The hypothetical is not about something else they could do with the funding. The hypothetical is about assessing what happens to a charity’s Cost-Effectiveness Score if they save money to achieve the same outcome.
How do you know that if they did something else with that funding the effectiveness of that action would be rated much more highly? According to ACE, the Costco lawsuit was a particularly cost effective intervention in spite of the fact that the lawsuit was dismissed for failing to state a valid legal claim:
“We think that out of all of Legal Impact for Chickens’ achievements, the Costco shareholder derivative case is particularly cost effective because it scored high on achievement quality.”
I’m also not sure how it would even be possible to evaluate a hypothetical in which LIC does something else with the funding. Could you explain how this hypothetical would work, and how it would be evaluated? All of the examples in our review are 100% objective and based on ACE’s own methodology. There is no subjectivity in our examples, and this was done intentionally.
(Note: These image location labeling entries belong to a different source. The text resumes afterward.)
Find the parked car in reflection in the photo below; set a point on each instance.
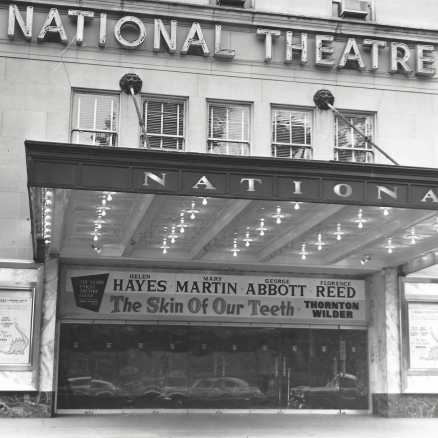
(341, 392)
(90, 387)
(223, 387)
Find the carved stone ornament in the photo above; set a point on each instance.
(322, 98)
(130, 80)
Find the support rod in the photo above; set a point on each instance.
(366, 138)
(140, 119)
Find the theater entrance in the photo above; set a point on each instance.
(182, 367)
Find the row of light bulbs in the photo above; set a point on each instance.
(278, 216)
(193, 211)
(47, 214)
(101, 212)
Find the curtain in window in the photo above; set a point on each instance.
(291, 134)
(350, 146)
(94, 119)
(164, 124)
(228, 130)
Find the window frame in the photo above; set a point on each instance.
(371, 150)
(86, 91)
(225, 104)
(163, 99)
(296, 108)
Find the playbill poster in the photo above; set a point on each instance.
(423, 335)
(15, 326)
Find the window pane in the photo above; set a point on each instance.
(228, 148)
(293, 128)
(297, 152)
(228, 123)
(164, 124)
(349, 145)
(94, 119)
(93, 111)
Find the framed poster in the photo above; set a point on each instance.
(423, 335)
(419, 328)
(17, 310)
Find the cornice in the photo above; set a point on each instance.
(244, 19)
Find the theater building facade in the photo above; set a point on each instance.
(218, 206)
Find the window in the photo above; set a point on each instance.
(95, 119)
(349, 145)
(228, 129)
(291, 134)
(164, 123)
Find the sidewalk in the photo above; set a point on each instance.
(217, 425)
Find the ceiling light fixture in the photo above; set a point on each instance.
(164, 247)
(182, 225)
(235, 250)
(338, 233)
(193, 211)
(247, 239)
(360, 219)
(412, 236)
(303, 252)
(389, 246)
(262, 227)
(365, 259)
(278, 215)
(173, 236)
(319, 242)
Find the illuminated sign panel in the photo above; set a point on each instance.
(364, 54)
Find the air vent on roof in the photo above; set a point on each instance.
(354, 8)
(235, 3)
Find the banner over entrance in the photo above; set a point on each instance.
(143, 295)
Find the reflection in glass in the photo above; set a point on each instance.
(105, 366)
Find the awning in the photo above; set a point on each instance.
(113, 205)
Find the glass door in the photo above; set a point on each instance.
(173, 366)
(323, 392)
(75, 366)
(353, 382)
(295, 375)
(204, 390)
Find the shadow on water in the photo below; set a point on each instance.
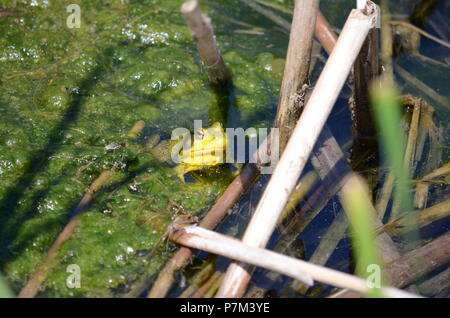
(10, 219)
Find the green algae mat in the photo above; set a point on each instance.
(68, 98)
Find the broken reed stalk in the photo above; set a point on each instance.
(213, 242)
(202, 30)
(413, 265)
(296, 70)
(32, 287)
(226, 201)
(324, 33)
(239, 185)
(301, 143)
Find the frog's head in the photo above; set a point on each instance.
(206, 135)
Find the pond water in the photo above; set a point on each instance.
(68, 98)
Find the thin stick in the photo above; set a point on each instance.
(201, 27)
(296, 70)
(413, 265)
(365, 70)
(199, 238)
(324, 33)
(305, 134)
(420, 31)
(226, 201)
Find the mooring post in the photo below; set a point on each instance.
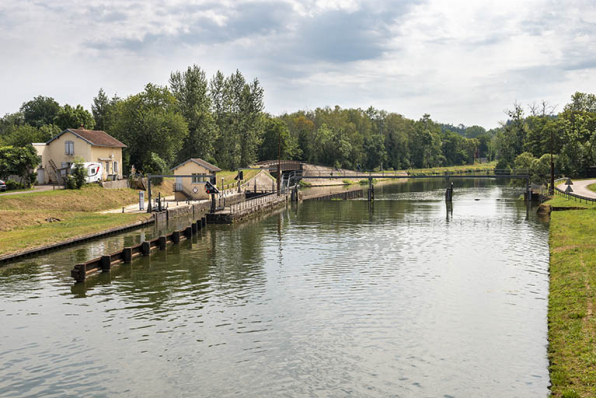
(127, 254)
(146, 248)
(162, 242)
(106, 263)
(176, 237)
(82, 273)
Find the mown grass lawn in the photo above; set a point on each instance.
(561, 201)
(572, 302)
(70, 225)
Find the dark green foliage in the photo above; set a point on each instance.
(103, 110)
(40, 111)
(19, 161)
(13, 185)
(238, 112)
(191, 90)
(149, 123)
(74, 118)
(276, 132)
(77, 177)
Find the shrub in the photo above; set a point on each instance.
(77, 178)
(13, 185)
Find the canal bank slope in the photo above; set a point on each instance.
(572, 301)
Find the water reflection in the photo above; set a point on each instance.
(409, 296)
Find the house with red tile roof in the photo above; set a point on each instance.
(92, 146)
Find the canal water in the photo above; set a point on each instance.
(406, 297)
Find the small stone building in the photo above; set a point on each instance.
(90, 145)
(193, 188)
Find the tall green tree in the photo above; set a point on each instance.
(191, 89)
(19, 161)
(103, 110)
(69, 117)
(150, 123)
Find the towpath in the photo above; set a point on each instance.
(580, 187)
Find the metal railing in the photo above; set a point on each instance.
(253, 202)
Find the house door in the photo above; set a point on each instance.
(40, 177)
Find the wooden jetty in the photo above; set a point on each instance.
(82, 271)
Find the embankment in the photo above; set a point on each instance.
(572, 303)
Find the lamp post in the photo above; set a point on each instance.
(278, 162)
(551, 190)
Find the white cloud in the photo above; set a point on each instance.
(460, 61)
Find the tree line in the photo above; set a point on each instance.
(222, 120)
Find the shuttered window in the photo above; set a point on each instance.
(69, 147)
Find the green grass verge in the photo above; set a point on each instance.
(229, 175)
(475, 166)
(572, 304)
(71, 225)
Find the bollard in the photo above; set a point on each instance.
(176, 237)
(127, 254)
(106, 263)
(146, 248)
(162, 242)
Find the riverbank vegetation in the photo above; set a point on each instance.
(572, 303)
(222, 120)
(41, 218)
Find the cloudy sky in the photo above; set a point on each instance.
(460, 61)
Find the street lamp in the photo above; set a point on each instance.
(551, 190)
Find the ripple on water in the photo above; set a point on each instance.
(403, 297)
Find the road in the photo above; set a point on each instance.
(580, 188)
(36, 188)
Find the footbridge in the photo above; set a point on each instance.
(447, 176)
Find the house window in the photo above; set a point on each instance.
(69, 147)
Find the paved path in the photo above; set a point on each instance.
(36, 188)
(580, 188)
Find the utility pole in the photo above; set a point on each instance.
(278, 162)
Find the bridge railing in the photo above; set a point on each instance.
(571, 195)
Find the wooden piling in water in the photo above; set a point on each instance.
(106, 263)
(146, 248)
(127, 254)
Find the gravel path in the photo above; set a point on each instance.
(580, 188)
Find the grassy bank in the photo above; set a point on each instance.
(71, 225)
(572, 301)
(41, 218)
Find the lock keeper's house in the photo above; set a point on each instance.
(194, 188)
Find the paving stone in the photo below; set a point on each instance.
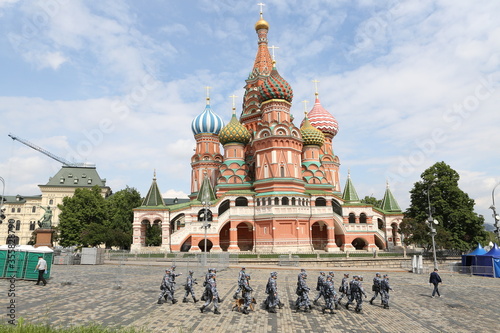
(81, 294)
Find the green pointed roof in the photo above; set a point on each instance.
(389, 203)
(206, 193)
(350, 194)
(153, 198)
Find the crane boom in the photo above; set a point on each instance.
(45, 152)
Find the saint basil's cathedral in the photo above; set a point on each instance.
(273, 188)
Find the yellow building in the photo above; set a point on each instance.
(25, 211)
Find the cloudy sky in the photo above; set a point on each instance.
(117, 83)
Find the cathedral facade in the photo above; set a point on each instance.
(274, 186)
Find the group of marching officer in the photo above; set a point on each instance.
(353, 291)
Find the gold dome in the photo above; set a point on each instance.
(261, 24)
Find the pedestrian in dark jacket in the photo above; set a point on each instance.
(435, 279)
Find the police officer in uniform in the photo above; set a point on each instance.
(344, 288)
(384, 291)
(241, 277)
(246, 293)
(165, 288)
(329, 293)
(189, 287)
(303, 293)
(319, 287)
(376, 287)
(212, 294)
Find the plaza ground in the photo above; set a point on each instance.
(125, 295)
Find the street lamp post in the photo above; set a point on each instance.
(495, 216)
(430, 221)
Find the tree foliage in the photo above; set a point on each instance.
(88, 219)
(459, 226)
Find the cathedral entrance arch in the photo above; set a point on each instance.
(245, 236)
(319, 235)
(201, 245)
(224, 237)
(186, 246)
(359, 243)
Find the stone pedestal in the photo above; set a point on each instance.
(44, 237)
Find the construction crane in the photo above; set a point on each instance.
(49, 154)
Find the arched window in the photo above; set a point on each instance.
(241, 201)
(320, 201)
(337, 208)
(223, 207)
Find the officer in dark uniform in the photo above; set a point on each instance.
(384, 291)
(376, 287)
(329, 293)
(246, 293)
(212, 294)
(165, 288)
(189, 287)
(241, 277)
(344, 288)
(319, 287)
(303, 293)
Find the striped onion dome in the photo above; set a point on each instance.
(310, 134)
(322, 119)
(207, 121)
(275, 87)
(234, 131)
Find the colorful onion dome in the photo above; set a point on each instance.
(310, 134)
(234, 131)
(322, 119)
(275, 87)
(207, 121)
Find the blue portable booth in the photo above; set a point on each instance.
(490, 259)
(469, 259)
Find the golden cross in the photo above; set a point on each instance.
(233, 96)
(273, 48)
(315, 86)
(208, 93)
(305, 105)
(261, 5)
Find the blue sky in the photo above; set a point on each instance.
(117, 83)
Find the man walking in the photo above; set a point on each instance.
(41, 267)
(376, 287)
(435, 279)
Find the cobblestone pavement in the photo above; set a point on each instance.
(126, 295)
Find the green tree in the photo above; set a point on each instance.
(372, 201)
(83, 218)
(459, 226)
(121, 216)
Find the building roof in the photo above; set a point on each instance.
(153, 198)
(70, 176)
(350, 195)
(389, 203)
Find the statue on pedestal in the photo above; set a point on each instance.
(45, 221)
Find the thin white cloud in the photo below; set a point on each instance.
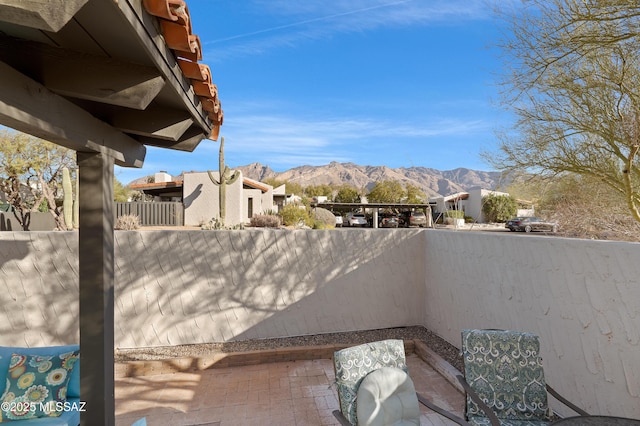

I’m not sure how ACE’s goals could align with the principles of effective altruism if they intentionally created a methodology that contains the problem described above.
Imagine there is a law firm that has received over a million of dollars in funding, existed for multiple years, and failed to secure any favorable legal outcomes. Also imagine that their most cost-effective lawsuit was one in which they spent over $200,000, and the lawsuit was dismissed for failing to state a valid legal claim.
If this law firm were rated one of the top 100 law firms in the world, what would you think of the organization that assigned this rating? Would you say there is not good evidence for this being an incorrect rating?
ACE rated LIC as one of the Top 11 Animal Charities to Donate to in 2024. Prior to being reviewed, LIC received over a million dollars in funding, existed for multiple years, and failed to secure any favorable legal outcomes. According to ACE, LIC’s most cost-effective intervention was one in which they spent over $200,000, and the lawsuit was dismissed for failing to state a valid legal claim.
Are these factors poor evidence for LIC not being one of the 11 best animal charities to donate to?
I don’t really have a strong view about LIC—as I’ve mentioned elsewhere in the comments, I’m skeptical in general that very EA donors should give to farmed vertebrate welfare issues in the near future. But I don’t find this level of evidence particularly compelling on its own. I think I feel confused about the example you’re giving because it isn’t about hypothetical cost-effectiveness, it’s about historic cost-effectiveness, where what matters are the counterfactuals.
I broadly think the critique is interesting, and again, seems like probably an issue with the methodology, but on its own doesn’t seem like reason to think that ACE isn’t identifying good donation opportunities, because things besides cost-effectiveness also matter here.
You don’t find these facts particularly compelling evidence that LIC is not historically cost-effective?
LIC’s most cost-effective intervention was one in which they spent over $200,000, and the lawsuit was dismissed for failing to state a valid legal claim.
LIC received over a million dollars in funding prior to being reviewed
LIC existed for multiple years prior to being reviewed
LIC failed to secure any favorable legal outcomes, or file any lawsuit that stated a valid legal claim?
What would be compelling evidence for LIC not being historically cost-effective?
ACE does 2 separate analyses for past cost-effectiveness, and room for future funding. For example, those two sections in ACE’s review of LIC are:
Cost Effectiveness: How much has Legal Impact for Chickens achieved through their programs?
Room For More Funding: How much additional money can Legal Impact for Chickens effectively use in the next two years?
Our review focuses on ACE’s Cost-Effectiveness analysis, not on their Room For More Funding analysis. In the future, we may evaluate ACE’s Room For More Funding Analysis, but that is not what our review focused on.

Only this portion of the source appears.